If your Secure Sockets Layer (SSL) source uses privately-signed server certificates, you must modify the truststore of your data plane in order to trust the server certificates as follows:

  1. Obtain the SSL certificate from the data source.

  2. Convert the SSL certificate to a JKS truststore.

  3. Copy the truststore into the shared/truststores/ location of your data plane configuration mounted volume (the volume used to store JDBC drivers).

    Note

    You will need to refer to this truststore when configuring the SSL JDBC properties. By default, the truststore is mounted on /config/shared/truststores/truststore.jks.

    The mounted volume's directory structure should look similar to the following:

    ├─shared/
    | └── jdbc-drivers/
    |      └── hive-42.2.23.jar
    | └── truststores/
    |      └── truststore.jks  
    ├─data-agent
    | └── EMPTY
    ├── data-proxy
    | └── EMPTY
  4. Download the JDBC JAR driver that you will use to connect to the data source.

  5. Place the JDBC JAR driver into the shared/jdbc-drivers/ location of your data plane configuration mounted volume (the volume used to store JDBC drivers).

For example, the SSL settings for Spark might look like the following:

jdbc:hive2://ip-172-31-26-172.eu-west-2.compute.internal:10000/default;ssl=true;sslTrustStore=/config/shared/truststores/truststore.jks;trustStorePassword=changeit
Build an Apache Spark Connection String

Note

Most of the settings for the Spark Thrift server are the same as those for HiveServer2. To learn more, see https://spark.apache.org/docs/latest/sql-distributed-sql-engine.html

The following is an example of a complete Apache Spark connection string:

jdbc:hive2://localhost:10000/database1

Note

The Spark Thrift server uses the same JDBC driver as HiveServer2.

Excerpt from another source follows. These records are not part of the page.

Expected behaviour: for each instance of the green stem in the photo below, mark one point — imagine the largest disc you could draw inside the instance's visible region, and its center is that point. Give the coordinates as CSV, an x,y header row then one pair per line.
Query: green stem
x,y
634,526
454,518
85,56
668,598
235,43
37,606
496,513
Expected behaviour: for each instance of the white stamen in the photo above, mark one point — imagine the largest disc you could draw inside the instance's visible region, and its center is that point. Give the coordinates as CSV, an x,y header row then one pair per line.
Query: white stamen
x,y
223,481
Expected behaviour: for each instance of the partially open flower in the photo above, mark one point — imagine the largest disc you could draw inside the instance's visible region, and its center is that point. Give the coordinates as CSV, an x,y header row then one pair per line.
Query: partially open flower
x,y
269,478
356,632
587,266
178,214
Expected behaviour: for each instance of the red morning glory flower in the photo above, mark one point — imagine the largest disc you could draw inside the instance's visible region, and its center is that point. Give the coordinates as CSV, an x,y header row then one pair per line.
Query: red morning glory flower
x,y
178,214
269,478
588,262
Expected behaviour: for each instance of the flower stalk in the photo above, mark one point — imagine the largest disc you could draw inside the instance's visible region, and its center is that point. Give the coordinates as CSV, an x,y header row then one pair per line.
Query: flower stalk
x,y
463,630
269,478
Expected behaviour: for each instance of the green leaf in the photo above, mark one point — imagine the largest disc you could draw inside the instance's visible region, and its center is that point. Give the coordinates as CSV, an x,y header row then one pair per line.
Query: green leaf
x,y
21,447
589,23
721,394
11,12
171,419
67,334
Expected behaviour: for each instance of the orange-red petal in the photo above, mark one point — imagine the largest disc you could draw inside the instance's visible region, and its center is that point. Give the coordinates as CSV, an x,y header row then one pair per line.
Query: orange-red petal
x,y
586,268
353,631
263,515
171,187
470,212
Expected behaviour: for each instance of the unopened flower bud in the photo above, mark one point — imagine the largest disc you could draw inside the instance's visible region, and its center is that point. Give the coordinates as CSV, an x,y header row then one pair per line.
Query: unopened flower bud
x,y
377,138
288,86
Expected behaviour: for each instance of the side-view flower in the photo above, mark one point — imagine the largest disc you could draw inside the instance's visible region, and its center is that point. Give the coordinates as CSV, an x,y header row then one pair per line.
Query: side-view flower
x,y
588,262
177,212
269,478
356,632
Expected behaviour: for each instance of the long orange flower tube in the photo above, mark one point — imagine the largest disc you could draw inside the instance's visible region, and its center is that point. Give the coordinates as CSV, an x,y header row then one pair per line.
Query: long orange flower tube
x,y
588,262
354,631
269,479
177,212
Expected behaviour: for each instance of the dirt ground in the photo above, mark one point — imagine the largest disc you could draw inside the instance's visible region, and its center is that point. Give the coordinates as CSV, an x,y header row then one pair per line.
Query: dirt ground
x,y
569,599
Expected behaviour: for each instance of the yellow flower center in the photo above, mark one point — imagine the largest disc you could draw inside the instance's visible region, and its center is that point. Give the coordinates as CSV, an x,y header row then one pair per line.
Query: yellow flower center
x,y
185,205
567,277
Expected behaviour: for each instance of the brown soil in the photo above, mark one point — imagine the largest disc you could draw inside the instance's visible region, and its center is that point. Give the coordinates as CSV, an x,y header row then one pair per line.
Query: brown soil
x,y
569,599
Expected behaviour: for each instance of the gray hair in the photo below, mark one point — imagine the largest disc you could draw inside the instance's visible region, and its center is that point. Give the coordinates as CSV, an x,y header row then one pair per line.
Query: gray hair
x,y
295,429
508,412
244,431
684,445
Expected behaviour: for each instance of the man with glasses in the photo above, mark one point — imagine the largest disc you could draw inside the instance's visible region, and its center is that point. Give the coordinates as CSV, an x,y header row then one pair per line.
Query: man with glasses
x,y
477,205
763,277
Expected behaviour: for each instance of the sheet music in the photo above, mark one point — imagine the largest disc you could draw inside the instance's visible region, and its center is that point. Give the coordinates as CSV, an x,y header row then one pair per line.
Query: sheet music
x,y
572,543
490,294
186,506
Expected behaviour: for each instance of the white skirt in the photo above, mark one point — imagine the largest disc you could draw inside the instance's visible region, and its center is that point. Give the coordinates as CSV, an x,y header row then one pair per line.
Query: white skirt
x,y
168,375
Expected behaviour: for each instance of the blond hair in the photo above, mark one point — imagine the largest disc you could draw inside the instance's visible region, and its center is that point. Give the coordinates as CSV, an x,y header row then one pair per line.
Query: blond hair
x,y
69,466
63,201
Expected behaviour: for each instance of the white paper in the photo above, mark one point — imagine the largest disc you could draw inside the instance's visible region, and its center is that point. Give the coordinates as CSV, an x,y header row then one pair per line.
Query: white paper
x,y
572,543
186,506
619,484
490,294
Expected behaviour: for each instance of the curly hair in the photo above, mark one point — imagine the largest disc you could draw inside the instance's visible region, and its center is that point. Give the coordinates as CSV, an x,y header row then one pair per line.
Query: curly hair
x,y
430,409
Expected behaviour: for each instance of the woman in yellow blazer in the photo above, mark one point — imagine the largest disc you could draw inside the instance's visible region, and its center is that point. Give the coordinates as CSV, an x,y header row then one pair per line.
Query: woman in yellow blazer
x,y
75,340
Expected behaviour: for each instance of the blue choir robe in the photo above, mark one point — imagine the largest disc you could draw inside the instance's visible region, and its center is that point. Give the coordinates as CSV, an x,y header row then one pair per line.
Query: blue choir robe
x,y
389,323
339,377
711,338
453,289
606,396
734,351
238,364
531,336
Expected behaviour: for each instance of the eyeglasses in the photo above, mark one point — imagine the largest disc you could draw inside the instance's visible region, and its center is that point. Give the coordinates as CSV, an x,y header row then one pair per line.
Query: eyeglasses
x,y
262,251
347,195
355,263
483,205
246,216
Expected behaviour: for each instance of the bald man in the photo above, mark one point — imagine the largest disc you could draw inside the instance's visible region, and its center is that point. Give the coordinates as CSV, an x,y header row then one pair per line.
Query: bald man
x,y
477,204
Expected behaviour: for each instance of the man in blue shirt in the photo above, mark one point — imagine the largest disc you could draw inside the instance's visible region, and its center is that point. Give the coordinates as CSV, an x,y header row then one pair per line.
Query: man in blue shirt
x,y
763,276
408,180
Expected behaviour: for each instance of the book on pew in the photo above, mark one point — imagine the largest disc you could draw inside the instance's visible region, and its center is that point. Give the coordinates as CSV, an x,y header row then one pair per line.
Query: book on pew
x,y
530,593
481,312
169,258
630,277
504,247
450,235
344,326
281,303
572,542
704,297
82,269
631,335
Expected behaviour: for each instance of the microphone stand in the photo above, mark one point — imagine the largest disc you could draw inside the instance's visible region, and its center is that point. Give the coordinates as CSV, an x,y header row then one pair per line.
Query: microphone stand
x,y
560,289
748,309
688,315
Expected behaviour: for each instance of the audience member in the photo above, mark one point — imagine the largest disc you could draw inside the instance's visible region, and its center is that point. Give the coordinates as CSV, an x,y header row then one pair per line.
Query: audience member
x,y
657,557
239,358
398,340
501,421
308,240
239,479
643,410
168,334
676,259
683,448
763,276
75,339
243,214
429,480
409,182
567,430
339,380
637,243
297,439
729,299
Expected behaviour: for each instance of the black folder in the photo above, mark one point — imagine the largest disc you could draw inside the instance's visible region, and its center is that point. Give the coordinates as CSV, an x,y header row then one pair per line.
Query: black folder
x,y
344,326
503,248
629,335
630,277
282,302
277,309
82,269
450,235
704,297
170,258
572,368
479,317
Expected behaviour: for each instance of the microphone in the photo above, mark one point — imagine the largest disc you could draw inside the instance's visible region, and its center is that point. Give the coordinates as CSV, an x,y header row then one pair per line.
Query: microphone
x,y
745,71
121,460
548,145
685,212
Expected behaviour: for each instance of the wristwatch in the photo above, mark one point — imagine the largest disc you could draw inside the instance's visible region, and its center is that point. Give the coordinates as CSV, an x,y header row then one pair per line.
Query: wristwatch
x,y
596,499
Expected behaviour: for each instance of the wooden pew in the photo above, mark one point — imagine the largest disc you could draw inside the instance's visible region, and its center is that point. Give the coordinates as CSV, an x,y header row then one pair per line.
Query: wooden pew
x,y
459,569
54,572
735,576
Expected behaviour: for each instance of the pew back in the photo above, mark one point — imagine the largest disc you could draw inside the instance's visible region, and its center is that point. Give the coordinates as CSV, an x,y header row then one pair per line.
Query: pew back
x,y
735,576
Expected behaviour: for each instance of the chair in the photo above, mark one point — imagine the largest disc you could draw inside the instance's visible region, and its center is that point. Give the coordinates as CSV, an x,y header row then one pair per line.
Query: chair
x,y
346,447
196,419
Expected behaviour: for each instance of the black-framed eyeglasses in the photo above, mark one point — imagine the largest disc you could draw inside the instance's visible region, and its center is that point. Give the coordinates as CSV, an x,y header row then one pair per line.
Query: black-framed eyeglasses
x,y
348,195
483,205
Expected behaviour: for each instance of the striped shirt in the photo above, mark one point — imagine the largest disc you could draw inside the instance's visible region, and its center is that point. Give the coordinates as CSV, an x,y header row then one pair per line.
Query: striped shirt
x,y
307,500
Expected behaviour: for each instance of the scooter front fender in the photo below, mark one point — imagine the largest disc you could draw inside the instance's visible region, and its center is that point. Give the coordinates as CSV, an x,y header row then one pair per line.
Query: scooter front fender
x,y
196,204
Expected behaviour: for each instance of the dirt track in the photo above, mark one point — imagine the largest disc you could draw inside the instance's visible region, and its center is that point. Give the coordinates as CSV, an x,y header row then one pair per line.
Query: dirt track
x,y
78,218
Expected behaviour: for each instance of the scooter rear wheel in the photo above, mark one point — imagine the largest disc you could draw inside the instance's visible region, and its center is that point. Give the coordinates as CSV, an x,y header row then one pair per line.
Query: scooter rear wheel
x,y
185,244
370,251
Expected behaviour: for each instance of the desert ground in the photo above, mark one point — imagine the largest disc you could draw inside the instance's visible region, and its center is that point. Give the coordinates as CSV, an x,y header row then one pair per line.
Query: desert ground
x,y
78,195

To build an Apache Spark connection string, follow this example. Note that it has the following segments:

jdbc:hive2://<host>:<port>/<dbName>;<sessionConfs>?<hiveConfs>#<hiveVars>

If you have configured to use SSL in the previous section, the SSL settings for Spark might look like the following:

jdbc:hive2://ip-172-31-26-172.eu-west-2.compute.internal:10000/default;ssl=true;sslTrustStore=/config/shared/truststores/truststore.jks;trustStorePassword=changeit

The following table includes a description of each segment.

Table 2. Apache Spark Connection String

String Segment

Description

host

The Spark server hosting node. Required.

port

The port that the Spark server listens to. Required.

dbName

The name of the Hive database. Required.

sessionConfs

Key-value pairs for the JDBC driver in the format <key1>=<value1>;<key2>=<value2>; Optional.

hiveConfs

Key-value pairs for Hive in the format <key1>=<value1>;<key2>=<value2>; Optional.

hiveVars

Key-value pairs for Hive variables in the format <key1>=<value1>;<key2>=<value2>; Optional.



Authenticate to Apache Spark

The Privitar Data Security Platform​ currently supports username/password authentication for Apache Spark.

Enter the system user's Apache Spark credentials in the Username and Password fields on the platform's Connections page.